「顧客の欲求・現実・価値に真摯に向き合い、方向性を誤らず、誠実な努力を重ねることによって、営業活動が成功する」
と申し上げましたが、何事も、方向性を誤り、無駄な努力を重ねても意味がありません。
では、
「B toC営業を行う際、どのような方向性をもつべきか」
という点ですが、営業あるいはその企画・計画を練る上では、
・圧倒的な入手しやすさ(価格や購入方法の簡便さ等)
・圧倒的なクオリティ(品質や機能)
・圧倒的な刺激・目新しさ
いずれを目指す場合も、消費という営みにおいて強いリーダーシップを発揮する方々、すなわち、女性や低年齢層の目線をもって磨き上げることが重要です。
一般に
「女子供」
という言葉は、女性や低年齢の方々に能力を蔑視する言葉として忌避されますので、口幅ったい言い方になりますが、
「消費という営みにおいて強いリーダーシップを発揮する特定区分ないし階層の方々」
あるいは
「女性と低年齢層」
という言い方を使いたいと思います。
しかし、現実を重視するマーケティングにおいて、モラルや方式にとらわれて、ジャッジを誤ることこそ避けるべきなので、私としては、批判的な文脈で用いる場合にのみ
「女子供」
という言葉を使いたいと思います。
「女子供」
という言葉は、
「相手が、女子供だから、この勝負、ちょろいもんだ」
という形で、
「女性と低年齢層」
あるいは
「女性」
をディスるときに使われるのが一般的な用法ですが、マーケティングにおいては、
「女性と低年齢層」
は強敵です。
最強です。
「女性と低年齢層」
の対極にあるのが
「オッサン」
ですので、これと比較しながらお話しましょう。
「オッサン」は、何事も我慢します。
あきらめます。
目先の人間関係に波風立てるくらいなら、カネを払ってすまそうとします。
それだけの時間的経済的余裕があります。
恥とか外聞とかあるので、騒いだりしませんし、文句も言いません。
情実が通用するのでしつこく食い下がると不要なモノでも買ってくれます。
ところが、
「女性と低年齢層」
は
「オッササン」
ほど我慢しません。
イヤなものは、イヤ。
つまんないものは、つまんない。
古臭いもの、つまんないもの、陳腐なもの、退屈なもの、感覚や感性にビビっとこないものは手に取ることはおろか、見向きする時間ももったいない。
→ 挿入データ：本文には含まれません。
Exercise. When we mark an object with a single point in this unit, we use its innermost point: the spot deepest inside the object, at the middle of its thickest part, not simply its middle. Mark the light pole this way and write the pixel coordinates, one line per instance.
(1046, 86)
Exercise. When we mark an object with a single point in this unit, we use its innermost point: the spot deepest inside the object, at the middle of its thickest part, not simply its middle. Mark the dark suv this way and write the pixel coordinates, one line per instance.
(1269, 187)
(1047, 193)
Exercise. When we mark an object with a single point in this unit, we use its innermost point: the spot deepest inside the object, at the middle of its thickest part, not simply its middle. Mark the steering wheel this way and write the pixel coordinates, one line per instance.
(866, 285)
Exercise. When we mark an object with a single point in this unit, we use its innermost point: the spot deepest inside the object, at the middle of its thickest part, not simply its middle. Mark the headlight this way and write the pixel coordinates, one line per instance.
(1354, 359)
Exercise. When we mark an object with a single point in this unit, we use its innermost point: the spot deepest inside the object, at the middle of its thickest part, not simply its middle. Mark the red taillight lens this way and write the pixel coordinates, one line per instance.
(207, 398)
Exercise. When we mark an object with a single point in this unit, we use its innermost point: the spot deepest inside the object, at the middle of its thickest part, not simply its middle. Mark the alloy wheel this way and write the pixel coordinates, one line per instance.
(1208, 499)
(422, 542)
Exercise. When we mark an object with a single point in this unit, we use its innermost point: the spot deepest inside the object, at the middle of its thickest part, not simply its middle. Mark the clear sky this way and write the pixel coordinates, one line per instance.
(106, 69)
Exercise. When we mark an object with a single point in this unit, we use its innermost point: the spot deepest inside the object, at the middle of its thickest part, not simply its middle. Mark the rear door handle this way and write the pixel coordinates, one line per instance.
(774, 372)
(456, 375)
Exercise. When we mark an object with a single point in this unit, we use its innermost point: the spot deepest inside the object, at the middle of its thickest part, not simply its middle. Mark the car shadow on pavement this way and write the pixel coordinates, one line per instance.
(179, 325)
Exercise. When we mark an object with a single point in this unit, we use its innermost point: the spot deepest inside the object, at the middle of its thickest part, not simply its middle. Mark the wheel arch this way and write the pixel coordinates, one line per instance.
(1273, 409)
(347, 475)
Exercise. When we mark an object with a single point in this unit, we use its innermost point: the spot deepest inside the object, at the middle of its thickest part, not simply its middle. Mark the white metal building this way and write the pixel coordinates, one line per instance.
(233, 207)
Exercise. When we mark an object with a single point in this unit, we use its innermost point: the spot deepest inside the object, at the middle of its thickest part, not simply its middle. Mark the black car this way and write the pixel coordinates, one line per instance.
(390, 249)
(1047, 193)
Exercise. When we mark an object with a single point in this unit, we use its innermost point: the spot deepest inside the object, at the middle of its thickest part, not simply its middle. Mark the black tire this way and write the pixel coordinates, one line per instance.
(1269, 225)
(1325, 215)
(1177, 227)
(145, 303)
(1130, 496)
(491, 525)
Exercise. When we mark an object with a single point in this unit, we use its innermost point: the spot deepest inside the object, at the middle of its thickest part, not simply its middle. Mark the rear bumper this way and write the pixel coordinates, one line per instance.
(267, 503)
0.5秒で判断し、一度、NGを出したら、2度と振り向いてくれません。
一度拒否したにもかかわらずしつこくアプローチすると、
「ストーカー」扱い
され、嫌悪感が増すだけで、逆効果です。
だから、
「女性と低年齢層」
はむちゃくちゃ手強いのです。
「こんな手強い方々の注意を惹き、商品やサービスを知ってもらい、財布を開かせ、命の次に大事なカネと引き換えにして、お買い上げいただく」こと
を実現するための苦労は並大抵ではありません。
B toC営業を展開する上で失敗するのは、
「女性や低年齢層の目線」
に立たず、
「オッサン」
の頭と感性で考えるからです。
「オッサン」
の中には女性や低年齢層をそれこそ
「女子供」
といって意味なくバカにする人はいますが、こういうオッサンこそ、愚劣の極みです。
むしろ、女性と低年齢層は、
「営業活動の合理性・目的適合性を検証する上で、ストレステストの最強のカウンターパート」
として、その感性や行動をつぶさに観察研究することが、現代のB toC営業には求められるものといえます。